Le ministère de la Défense a confirmé le déplacement d’environ 200 membres de la Garde nationale de Californie, basés à Los Angeles, vers Portland. Cette décision intervient après qu’un juge fédéral a empêché, samedi, le déploiement initial de soldats de la Garde nationale de l’Oregon, estimant que la justification du président Trump manquait de fondement factuel.
Selon un porte-parole du Pentagone, les soldats déployés auront pour mission de soutenir l’Immigration and Customs Enforcement (ICE) dans l’application des lois fédérales et de protéger les biens fédéraux.

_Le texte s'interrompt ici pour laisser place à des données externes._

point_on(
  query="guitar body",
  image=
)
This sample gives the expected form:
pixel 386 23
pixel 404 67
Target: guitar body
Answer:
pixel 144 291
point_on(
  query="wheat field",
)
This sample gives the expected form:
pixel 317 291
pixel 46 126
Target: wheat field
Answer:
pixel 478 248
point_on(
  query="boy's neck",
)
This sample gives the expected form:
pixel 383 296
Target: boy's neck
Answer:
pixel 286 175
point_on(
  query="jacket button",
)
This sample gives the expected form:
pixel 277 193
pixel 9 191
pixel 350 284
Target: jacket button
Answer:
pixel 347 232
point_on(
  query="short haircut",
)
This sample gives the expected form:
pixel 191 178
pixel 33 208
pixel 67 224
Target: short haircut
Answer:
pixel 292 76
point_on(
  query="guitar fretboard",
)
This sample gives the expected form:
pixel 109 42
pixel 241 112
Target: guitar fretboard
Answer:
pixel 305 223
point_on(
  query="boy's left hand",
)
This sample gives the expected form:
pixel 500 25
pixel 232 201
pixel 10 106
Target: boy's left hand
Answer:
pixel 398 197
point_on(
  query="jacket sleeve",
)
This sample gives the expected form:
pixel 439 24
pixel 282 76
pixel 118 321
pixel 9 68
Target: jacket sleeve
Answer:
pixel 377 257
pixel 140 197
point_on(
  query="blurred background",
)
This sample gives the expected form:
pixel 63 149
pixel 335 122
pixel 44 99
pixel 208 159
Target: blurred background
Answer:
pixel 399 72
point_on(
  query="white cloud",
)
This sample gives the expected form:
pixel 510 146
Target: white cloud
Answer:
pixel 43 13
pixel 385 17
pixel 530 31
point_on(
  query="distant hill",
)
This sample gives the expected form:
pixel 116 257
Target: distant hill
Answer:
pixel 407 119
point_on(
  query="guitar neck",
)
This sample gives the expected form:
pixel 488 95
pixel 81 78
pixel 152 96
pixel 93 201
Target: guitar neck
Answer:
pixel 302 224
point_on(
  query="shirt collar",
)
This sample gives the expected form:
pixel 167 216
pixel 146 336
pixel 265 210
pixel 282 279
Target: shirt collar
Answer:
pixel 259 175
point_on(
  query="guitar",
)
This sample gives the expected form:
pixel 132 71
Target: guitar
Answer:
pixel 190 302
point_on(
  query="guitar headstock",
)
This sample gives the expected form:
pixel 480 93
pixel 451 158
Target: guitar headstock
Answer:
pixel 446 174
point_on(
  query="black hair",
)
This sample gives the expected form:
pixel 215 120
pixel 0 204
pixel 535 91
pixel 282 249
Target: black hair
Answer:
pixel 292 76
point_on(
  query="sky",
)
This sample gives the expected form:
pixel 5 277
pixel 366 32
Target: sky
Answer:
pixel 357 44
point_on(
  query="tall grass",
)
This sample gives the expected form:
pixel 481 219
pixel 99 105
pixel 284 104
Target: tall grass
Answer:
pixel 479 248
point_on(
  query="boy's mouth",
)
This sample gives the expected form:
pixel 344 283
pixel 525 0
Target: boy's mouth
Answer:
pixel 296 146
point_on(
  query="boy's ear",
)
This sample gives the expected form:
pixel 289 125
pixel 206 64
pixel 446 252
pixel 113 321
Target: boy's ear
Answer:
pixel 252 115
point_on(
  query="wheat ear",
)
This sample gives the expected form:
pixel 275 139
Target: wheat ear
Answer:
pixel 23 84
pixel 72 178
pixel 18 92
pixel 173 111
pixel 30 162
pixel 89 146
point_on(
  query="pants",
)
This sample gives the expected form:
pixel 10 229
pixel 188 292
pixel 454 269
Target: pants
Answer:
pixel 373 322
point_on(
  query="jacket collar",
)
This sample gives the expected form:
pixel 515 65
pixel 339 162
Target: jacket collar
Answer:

La gouverneure de l’Oregon, Tina Kotek, a dénoncé cette stratégie, qualifiant la décision de tentative délibérée de contourner la justice. « Il n’y avait aucune communication officielle avec le gouvernement », a-t-elle déclaré, soulignant qu’« il n’y avait pas besoin d’une intervention militaire en Oregon. Il n’y a pas de soulèvement à Portland et aucune menace pour la sécurité nationale. »
Le maire de Portland, Keith Wilson, a également exprimé son opposition, qualifiant le déploiement de la Garde nationale d’« indésirable, inutile et non américain ».
Le juge fédéral Karin Ievitus, nommée par le président Trump lui-même, avait justifié son injonction en affirmant que la décision de Donald Trump était « simplement dépourvue de base factuelle ». Elle a souligné qu’aucune preuve ne démontrait que les récentes manifestations avaient atteint l’ampleur d’une rébellion ou que les manifestants avaient gravement entravé l’application de la loi.
Le président Trump avait précédemment décrit la situation à Portland en termes alarmistes, affirmant que la ville était « détruite par la guerre » et que des institutions gouvernementales étaient attaquées par des « terroristes domestiques ».
Par ailleurs, le gouverneur de Californie, Gavin Newsom, a annoncé qu’il intenterait une action en justice contre ce qu’il considère comme un « abus flagrant du droit et du pouvoir ». « Le commandant en chef utilise l’armée américaine comme une arme politique contre les citoyens américains », a critiqué le gouverneur Newsom.
Le procureur général de l’Oregon, Dan Rayfield, a indiqué que l’État se joindrait à la Californie dans cette action en justice, affirmant que « ce qui était illégal hier est également illégal aujourd’hui ». Il a également minimisé l’importance de la décision du juge, la comparant à une réaction d’un adolescent mécontent. « L’Oregon ne participera en aucun cas aux tentatives du président de normaliser l’utilisation de l’armée américaine dans nos villes », a-t-il ajouté.
Le président Trump avait déjà déployé la Garde nationale dans d’autres villes gouvernées par des démocrates, notamment Los Angeles, Washington et Memphis, invoquant des manifestations contre la police et une criminalité accrue. Ses détracteurs l’accusent d’exagérer l’ampleur de ces problèmes afin de justifier un style de gouvernement de plus en plus autoritaire et un recours inhabituel à la Garde nationale et à l’armée régulière sur le territoire américain. Récemment, le président a même évoqué une « guerre intérieure » aux États-Unis, appelant les militaires à combattre « l’ennemi à l’intérieur ».
La Maison Blanche a également annoncé, samedi, le déploiement de 300 membres de la Garde nationale à Chicago. La ministre de la Sécurité intérieure, Kristi Noem, a justifié cette décision en qualifiant la ville de « zone de guerre ».